Sekitar pukul 5 sore nampak rombongan Cupumanik tengah selesai melakukan soundcheck untuk gelaran ini. Sang vokalis, Che menyapa saya yang disambut oleh tawaran wawancara oleh saya. Banyak obrolan menarik yang kami bicarakan, dari mulai kenapa Cupumanik perlu mengidentikan citranya dengan grunge, lalu kembalinya Rama untuk proyek reuni dengan Cupumanik, hingga etos kerja DIY (Do It Yourself) yang dulu menjadi cikal bakal scene indie saat ini, kemudian digantikan oleh Che menjadi Do It Your-Friends, sebagai pola membangun scene indie dengan kerja kolektif, seperti halnya gelaran ‘Konser Tiga Sisi’ ini.
Tidak berselang lama setelah selesai melakukan wawancara, beberapa wajah terlihat familiar di area pertunjukan gedung IFI. Sebagian besar merupakan wajah lama, para penggemar era awal yang merasa terpanggil menyaksikan idolanya, terlebih dengan kabar gitaris pertama Cupumanik, Rama, kembali bermain dengan Cupumanik.
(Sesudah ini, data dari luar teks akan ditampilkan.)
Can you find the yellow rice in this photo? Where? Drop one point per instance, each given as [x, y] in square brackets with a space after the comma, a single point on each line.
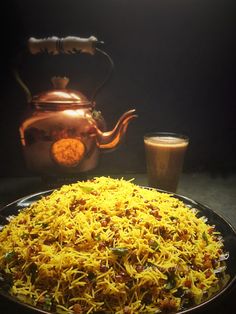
[108, 245]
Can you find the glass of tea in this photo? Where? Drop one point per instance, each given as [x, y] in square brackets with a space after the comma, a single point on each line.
[164, 159]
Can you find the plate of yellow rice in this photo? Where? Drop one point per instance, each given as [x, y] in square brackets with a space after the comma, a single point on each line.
[110, 246]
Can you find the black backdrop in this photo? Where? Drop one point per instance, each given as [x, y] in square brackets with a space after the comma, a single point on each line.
[174, 62]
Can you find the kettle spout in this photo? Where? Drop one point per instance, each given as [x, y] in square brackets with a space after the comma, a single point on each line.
[111, 139]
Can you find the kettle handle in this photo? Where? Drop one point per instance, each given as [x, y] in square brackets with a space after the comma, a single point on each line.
[70, 44]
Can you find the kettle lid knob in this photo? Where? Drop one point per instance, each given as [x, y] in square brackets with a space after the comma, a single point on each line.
[60, 82]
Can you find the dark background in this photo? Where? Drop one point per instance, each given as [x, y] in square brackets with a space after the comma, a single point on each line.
[174, 63]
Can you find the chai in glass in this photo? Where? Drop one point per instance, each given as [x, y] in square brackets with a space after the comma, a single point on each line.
[164, 159]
Sebelum era mereka memproklamirkan diri sebagai band grunge, lengkap dengan riff-riff khas a la musik ini, pada era awal Cupumanik berdiri, Che menyebut sebagian besar karya Cupumanik di album pertama sebagai lagu-lagu kontemplatif, yang mengajak pendengar melihat lebih dalam tentang siapa dirinya.
Tampil menjadi pembuka gelaran malam itu, ada Alone At Last, dengan sang vokalis Yas yang nampak masih menunjukan tanda-tanda cedera, setelah sebelumnya sempat dikabarkan bermasalah dengan kakinya. Tidak mengurangi energi yang dia tularkan di atas panggung, nampak Yas masih sanggup berbagi keringat dengan para Stand Alone Crew yang bergantian berebut microphone dari tangannya. Menariknya, sang basis, Ubey, juga mendapat spotlight yang tidak kalah dibanding sang vokalis utama, Yas. Sempat beberapa kali meletakan bas nya dan mengambil alih posisi vokalis dibeberapa lagu, Ubey memimpin koor masal malam itu, dari mulai lagu “Takkan Terhenti Disini” hingga lagu “Saat Dunia Tak Menatap Ke Arahmu”.
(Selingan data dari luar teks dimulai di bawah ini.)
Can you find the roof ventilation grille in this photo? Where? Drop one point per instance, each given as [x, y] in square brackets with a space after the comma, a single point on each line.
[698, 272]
Hadirnya Alone At Last di atas panggung seakan menegaskan tagar #makeemogreatagain yang sempat ramai beberapa waktu lalu, hingga hal tersebut dibuktikan dengan pertunjukan intens antara Alone At Last dan penggemarnya. Nampak bagi mereka lagu-lagu dari Alone At Last sudah bukan perkara teknis, melainkan jadi bagian dari perjalanan hidup mereka, dari mulai era remaja dengan darah muda nya tersebut, hingga nampak wajah-wajah penggemar lama berdiri di barisan belakang, seakan melempar lamunannya kala lagu “Amarah, Senyum, Air Mata” dari 'Bapak Emo Bandung' ini menjadi heavy rotation di kamarnya.
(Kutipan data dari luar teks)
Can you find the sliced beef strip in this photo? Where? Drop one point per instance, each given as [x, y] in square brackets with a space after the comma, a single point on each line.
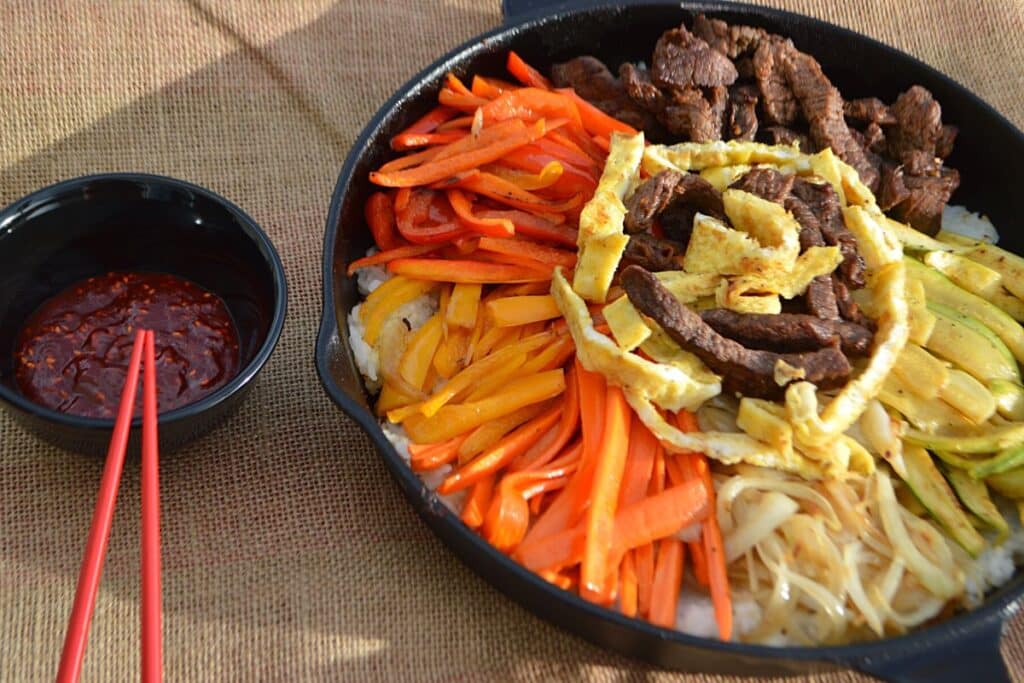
[673, 198]
[592, 81]
[822, 201]
[875, 138]
[690, 116]
[742, 119]
[892, 189]
[650, 199]
[681, 60]
[868, 110]
[745, 371]
[766, 183]
[848, 308]
[819, 298]
[651, 253]
[822, 107]
[783, 135]
[787, 333]
[928, 196]
[919, 124]
[731, 41]
[777, 100]
[944, 145]
[640, 88]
Selanjutnya ada Cupumanik, yang sesuai janji Che di awal, akan membawakan lagu-lagu lama Cupumanik dengan tamu kehormatan malam itu, si anak hilang, Rama, di gitar. Lagu-lagu seperti “Bukan Saat Ini” hingga “Siklus Waktu” terbukti berhasil membawa penonton hanyut dan bernyanyi bersama. Tidak satu dua orang yang nampak berkaca-kaca kala membawakan lagu yang menurut Che kontemplatif tersebut. Menjadi wajar, berhubung apa yang ditulis di lagu-lagu tersebut terasa personal dan ‘dalam’. Sesuai janjinya juga, Che dan Cupumanik tidak akan terlalu banyak membawakan lagu (menurut istilah Che) ugal-ugalan, dan terbukti hanya satu nomor yang mengetengahkan distorsi tebal sebagai menu utamanya, yakni ketika Cupumanik membawakan lagu “Grunge Harga Mati”.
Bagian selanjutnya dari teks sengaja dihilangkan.